In this embodiment, SQL statement 1: select from Data _100G where id _ int <10, SQL statement 2: select a.id _ int from Data _100G a join Data _100M b on a.id _ int. The main calculation of statement 1 is the where comparison operation, and the calculation amount is linear with the data amount. The main calculation of statement 2 is Join operation, and the calculation amount and the data amount are in exponential (square) relation.
The method comprises the following specific implementation steps:
step 1, a database system supporting a CPU/GPU heterogeneous computing operator acquires parameters of a current hardware environment, such as PCIE bus transmission efficiency and performance ratio of a single-core CPU and a single-core GPU, and the parameters can be obtained through manual configuration or automatic program statistics. In this embodiment, the actual transmission speed of the PCIE3.0 bus is 12.8GB/S, and the performance ratio of the single-core CPU to the single-core GPU is 1.
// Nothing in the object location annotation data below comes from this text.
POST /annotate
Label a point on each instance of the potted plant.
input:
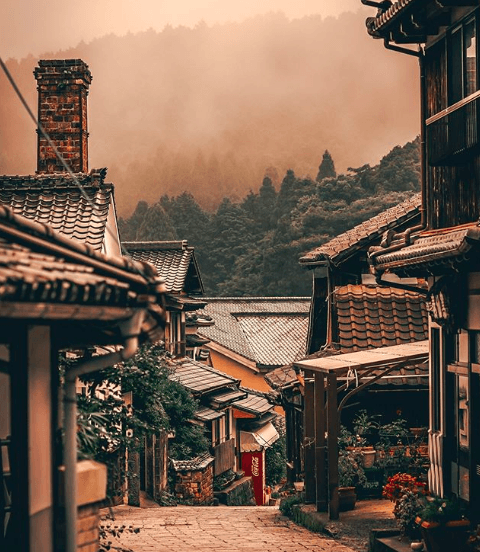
(350, 474)
(408, 494)
(443, 525)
The system simultaneously obtains the calculation categories of the calculation module (the bottom operator of the database in the database system), for example, the filter operator is a linear operator category, the join operator is an exponential operator category, and the like, and the categories of the operators are manually set in advance according to the calculation characteristics (the relationship between the data amount and the calculation amount) of the operators.
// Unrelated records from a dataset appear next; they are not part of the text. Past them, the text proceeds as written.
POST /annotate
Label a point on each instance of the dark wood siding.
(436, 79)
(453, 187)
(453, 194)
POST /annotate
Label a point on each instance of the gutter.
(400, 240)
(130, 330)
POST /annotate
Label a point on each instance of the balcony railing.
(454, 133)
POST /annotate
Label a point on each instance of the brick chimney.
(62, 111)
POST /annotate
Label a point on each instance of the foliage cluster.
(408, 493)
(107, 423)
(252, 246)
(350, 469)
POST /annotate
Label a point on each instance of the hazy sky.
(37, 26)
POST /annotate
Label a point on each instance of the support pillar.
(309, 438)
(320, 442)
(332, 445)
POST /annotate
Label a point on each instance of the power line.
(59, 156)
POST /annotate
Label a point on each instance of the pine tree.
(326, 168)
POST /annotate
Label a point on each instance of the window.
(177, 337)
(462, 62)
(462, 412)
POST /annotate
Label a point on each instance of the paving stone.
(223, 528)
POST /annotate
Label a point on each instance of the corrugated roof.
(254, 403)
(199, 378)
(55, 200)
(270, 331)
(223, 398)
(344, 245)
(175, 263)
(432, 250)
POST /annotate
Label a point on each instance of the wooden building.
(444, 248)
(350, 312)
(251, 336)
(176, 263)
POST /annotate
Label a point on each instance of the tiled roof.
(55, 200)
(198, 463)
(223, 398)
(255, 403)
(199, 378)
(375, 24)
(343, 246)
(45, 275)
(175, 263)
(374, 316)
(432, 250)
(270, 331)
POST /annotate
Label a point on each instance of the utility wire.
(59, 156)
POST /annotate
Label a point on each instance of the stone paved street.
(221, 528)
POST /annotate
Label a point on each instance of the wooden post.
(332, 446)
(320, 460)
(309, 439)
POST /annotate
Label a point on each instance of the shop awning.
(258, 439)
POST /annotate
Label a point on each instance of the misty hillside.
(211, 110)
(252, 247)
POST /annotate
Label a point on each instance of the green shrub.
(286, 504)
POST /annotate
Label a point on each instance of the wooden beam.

And 2, generating a specific acceleration ratio evaluation model according to software and hardware context, wherein in the embodiment, the size of output data is 10% of that of input data D, the output data is substituted into the previous parameters, the acceleration ratio N is T/(1.1 multiplied by D/12.8+ T/M), T is the calculation time consumption of a CPU of an algorithm with the same calculation complexity, D is the size of input data, M is the GPU parallelism, and the time consumption of every 100M of data on the CPU is T seconds. The linear evaluation algorithm is then: because T ═ T × D/0.1 ═ 10T × D, N ═ 10T × D/1.1 ═ D/12.8+10T × D/m ═ 10T/(1.1/12.8+10T/m) ═ 1/(1.1/128T +1/m), where T ranges from 0.001S to 10S and m ranges from 64 to 1024. The index evaluation algorithm is as follows: because T is equal to T × square (D/0.1) and 100T × D, N is equal to 100T × D/(1.1 × D/12.8+100T × D/m) and is equal to 100T/(1.1/12.8D +100T/m) and 1/(1.1/1280Dt +1/m), wherein T is in the range of 0.001S to 10S, m is in the range of 64 to 1024, and D is in the range of 0.1GB to 16 GB.
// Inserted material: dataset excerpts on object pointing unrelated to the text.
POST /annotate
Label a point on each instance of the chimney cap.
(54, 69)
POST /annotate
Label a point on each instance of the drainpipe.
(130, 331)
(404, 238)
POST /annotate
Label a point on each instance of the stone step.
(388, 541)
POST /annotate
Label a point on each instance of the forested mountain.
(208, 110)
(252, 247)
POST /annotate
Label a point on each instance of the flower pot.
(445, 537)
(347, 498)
And 3, when the database system receives the SQL sentences, analyzing and decomposing the SQL sentences into an SQL physical execution plan, wherein the physical execution plan consists of bottom SQL operators, and the SQL physical execution plan is a mature technology. In this embodiment, the main computing operator after the SQL statement 1 is analyzed is a filter operator, and the main computing operator after the SQL statement 2 is analyzed is a join operator.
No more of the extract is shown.